The Netherlands has what the government describes as an austere regime for refugees even though populist parties are quick to describe new arrivals as ‘freeloaders’.
There are currently 46,400 asylum seekers living in formal and informal refugee centres in the Netherlands, but what facilities are they entitled to and how much money do they get?
New arrivals are housed in emergency accommodation, such as sports halls which have been equipped with beds, and provided with three meals a day, nothing more. Clothes, personal hygiene products and other essentials come from donations.
Once asylum seekers are transferred to a formal refugee centre, they are given up to €58 a week, depending on the age and make up of the family. Families will usually share one room.
Adult refugees also get €12.95 a week pocket money. The money is paid into a bank account.
Refugees who have money of their own get less money from the Dutch state.
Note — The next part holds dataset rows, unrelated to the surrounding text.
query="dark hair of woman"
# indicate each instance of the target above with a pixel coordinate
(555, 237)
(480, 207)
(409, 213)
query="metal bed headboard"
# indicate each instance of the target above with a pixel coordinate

Refugees who are allocated a home can also borrow money from the government to buy essential items such as a bed, table and fridge.
Some 10,000 refugees who have been given temporary permits are currently waiting to be transferred to an actual home.
After six months, asylum seekers are allowed to work a maximum of 24 weeks of 40 hours. They are allowed to keep 25% of their income, up to a maximum €185 a month. The rest is ploughed back into the refugee centre.
Refugees are also allowed to earn a maximum of €14 a week doing jobs around the centre where they live.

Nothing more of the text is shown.